Index Capacity, Query Performance & Failover

As the number of documents and/or the incoming query traffic increases, one single search node will not be enough. Below we see how we can add columns in order to increase data capacity and rows in order to increase query performance.

Each search index positioned in one (horizontal) row has a different set of data than the other indexes in the same row. For instance a row with 2 columns will double the amount of data that can be indexed. All search index residing within the same column will all have a copy of the same set of data. A set up with let's say 3 rows will thus triple the amount of queries Locator is able to respond to.

If one adds one more row than what one needs in order to handle peak query traffic, then that extra redundant row will ensure total failover with no drop in quality if any one search server were to go down.

Below we see a 2 x 2 search matrix example. Each search row is marked with a yellow rectangle and each search column with dark red rectangle.
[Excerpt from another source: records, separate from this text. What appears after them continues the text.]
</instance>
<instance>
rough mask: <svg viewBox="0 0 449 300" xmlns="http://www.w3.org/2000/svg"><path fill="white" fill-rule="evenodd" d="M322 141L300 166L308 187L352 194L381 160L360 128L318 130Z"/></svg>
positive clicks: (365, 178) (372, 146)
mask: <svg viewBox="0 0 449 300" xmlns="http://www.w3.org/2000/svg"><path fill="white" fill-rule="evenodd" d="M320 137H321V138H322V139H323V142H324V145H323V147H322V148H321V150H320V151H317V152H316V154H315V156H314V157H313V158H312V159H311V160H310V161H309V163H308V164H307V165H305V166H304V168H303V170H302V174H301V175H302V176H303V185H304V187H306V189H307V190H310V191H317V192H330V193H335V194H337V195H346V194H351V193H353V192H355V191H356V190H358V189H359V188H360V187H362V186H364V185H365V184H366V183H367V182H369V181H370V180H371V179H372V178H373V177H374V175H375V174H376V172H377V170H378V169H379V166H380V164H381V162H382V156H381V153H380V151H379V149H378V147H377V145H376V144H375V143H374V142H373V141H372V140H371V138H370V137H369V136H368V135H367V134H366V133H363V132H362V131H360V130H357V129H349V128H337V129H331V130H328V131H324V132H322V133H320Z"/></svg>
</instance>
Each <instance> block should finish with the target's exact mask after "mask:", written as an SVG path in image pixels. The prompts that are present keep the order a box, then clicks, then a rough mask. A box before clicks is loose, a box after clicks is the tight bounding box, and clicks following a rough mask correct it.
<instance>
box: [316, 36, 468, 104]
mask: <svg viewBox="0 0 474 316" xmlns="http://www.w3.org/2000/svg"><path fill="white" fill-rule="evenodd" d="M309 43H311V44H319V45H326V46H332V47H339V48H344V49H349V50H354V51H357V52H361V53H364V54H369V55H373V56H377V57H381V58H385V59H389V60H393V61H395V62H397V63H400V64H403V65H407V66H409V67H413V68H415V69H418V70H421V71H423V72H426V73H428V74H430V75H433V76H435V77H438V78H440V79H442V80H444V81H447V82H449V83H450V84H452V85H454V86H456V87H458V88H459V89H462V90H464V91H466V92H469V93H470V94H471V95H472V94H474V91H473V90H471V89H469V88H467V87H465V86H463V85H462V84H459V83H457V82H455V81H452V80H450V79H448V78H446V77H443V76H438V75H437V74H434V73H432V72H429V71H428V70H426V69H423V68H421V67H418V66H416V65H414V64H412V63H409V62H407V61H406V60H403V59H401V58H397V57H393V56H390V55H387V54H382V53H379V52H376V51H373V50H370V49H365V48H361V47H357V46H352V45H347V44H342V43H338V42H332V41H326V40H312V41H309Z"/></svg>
And the table below has the machine spec for each of the 3 search nodes that has been added:

	Locator	Locator & Supervisor
Docs in Millions	20 - 100	20 - 100
CPU cores	12	24
RAM (GB)	100	128 - 148
System Drive (GB)	20	30
Program Files (GB)	60	60
Program Data (GB)	800 - 1500	1000 - 1700

Single Points of Failure

With the current version of the ayfie Locator, the following components cannot be duplicated and remains single point of failures:

Index Builder - The Index Builder is stateless, hence the worse case scenario is an temporary interruption in indexing of new and updated documents.
Linguistic service - The Linguistic Services (a.k.a the Lingo Services) is not part of the out of the box installation. If installed later, it will be called by the Index Builder to perform entity extraction upon data extracted from the database. Failure by this component will slow the Index Builder down and it will take it longer to produce the index as it will be waiting for a timeout for each document, and no entities will be extracted.
License Service - A License Service failure will be fatal. Without the license server, connectors will stop to operate and no user will be allowed to pass in queries.
Primary Search Node - If one operates with a search matrix to provide failover, then that will will work as long as the failing search node is not the primary server. The reason for this is that the license server resides on the primary node and if that node goes down, no Rest Service will be able to authenticate the user.
Zookeeper - A Zookeeper failure will render the search nonoperational as ZooKeeper is responsible for directing searches to the correct shards within the collection for the search node in question.
IIS - If the Windows IIS Web Server were to go down then it will no longer be possible to post queries. However, as that service is stateless, as soon as it is up again, it would be back to business as usual as no data would be lost beyond the failed queries posted while the service was down. Using a load balancer and two or more IIS node as shown in the graphic above, would not eliminate this single point of failure as both/all of them would be depending on the license server which would continue to be a single point of failure.
Database.- If the database were to go down all searches would stop working as the required user authentication depends on the database. However, it is possible to set up an external standalone PostgreSQL or Microsoft MySQL database with its own failover solution independent of the ayfie Locator.
Connector services - The connectors have two phases, discovery and fetch. Unlike fetch that can by done from any number of servers, discovery can only be done from a single server. For collections served by a connector performing discovery from a particular server, the failure of that server / that connector will result in failure to do any further updates to the index. The server assigned to perform discovery can be changed, however only 1 server can be assigned to perform discovery.